L’autisme est aussi un atout précieux
Les salariés autistes peuvent ressentir une faible estime personnelle et ont peur d’être perçus comme moins compétents que les autres salariés neurotypiques. Pourtant, ils ont des capacités à valoriser comme :
- une attention particulière aux détails : plus rigoureux, avec un grand sens de l’observation, les salariés autistes seront plus aptes, de manière générale, que d’autres à déceler ce qui ne va pas ;
- une source d’idées : avec un mode de pensée différent, l’apport d’idées nouvelles sera enrichissant et novateur ;
- une honnêteté sans faille : très franc et consciencieux, vous n’aurez absolument aucun mal à leur faire confiance
- un professionnalisme irréprochable : le salarié aura envie de bien faire les choses et y mettra tout son talent pour y arriver
Tout ceci apporte une réelle plus-value aux entreprises, ce qui constitue une sorte de « gagnant-gagnant » entre employeur et salarié.
En conclusion
Le burn-out est l’une des plus grandes conséquences due à un déséquilibre professionnel.

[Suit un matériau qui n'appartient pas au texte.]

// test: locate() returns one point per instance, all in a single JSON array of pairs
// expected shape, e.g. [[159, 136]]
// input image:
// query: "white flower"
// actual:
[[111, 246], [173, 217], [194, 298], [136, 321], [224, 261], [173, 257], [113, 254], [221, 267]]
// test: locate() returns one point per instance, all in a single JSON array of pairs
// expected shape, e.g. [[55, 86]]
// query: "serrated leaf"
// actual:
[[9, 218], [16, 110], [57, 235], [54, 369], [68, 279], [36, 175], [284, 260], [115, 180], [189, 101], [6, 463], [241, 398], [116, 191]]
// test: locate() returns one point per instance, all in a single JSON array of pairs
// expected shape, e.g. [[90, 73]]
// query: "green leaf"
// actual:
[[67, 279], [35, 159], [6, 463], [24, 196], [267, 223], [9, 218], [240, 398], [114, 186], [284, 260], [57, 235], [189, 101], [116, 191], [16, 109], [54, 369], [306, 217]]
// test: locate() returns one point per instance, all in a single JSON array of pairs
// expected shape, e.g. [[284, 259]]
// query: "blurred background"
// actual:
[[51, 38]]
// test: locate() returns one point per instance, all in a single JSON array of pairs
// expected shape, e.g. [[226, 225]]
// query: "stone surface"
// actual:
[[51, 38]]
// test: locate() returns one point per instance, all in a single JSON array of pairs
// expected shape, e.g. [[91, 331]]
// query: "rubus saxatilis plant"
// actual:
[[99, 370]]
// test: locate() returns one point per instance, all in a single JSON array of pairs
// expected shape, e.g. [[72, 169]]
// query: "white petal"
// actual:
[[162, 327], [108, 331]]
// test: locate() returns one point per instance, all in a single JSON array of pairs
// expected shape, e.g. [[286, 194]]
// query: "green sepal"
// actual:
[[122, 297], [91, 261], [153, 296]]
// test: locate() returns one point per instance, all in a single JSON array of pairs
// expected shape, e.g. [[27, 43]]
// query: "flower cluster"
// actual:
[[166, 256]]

Certains profils de personnalité sont plus à même d’en faire et certaines professions aussi. Les personnes présentant un trouble du spectre de l’autisme sont assujetties à cette problématique, car ils présentent une fragilité sociale les rendant plus vulnérables. L’autisme commence seulement à être mieux compris depuis une dizaine d’années, écoutons ce que les personnes concernées ont à nous dire pour améliorer leurs conditions de travail, car ils sont une vraie richesse dans nos entreprises, et par extension, dans notre société.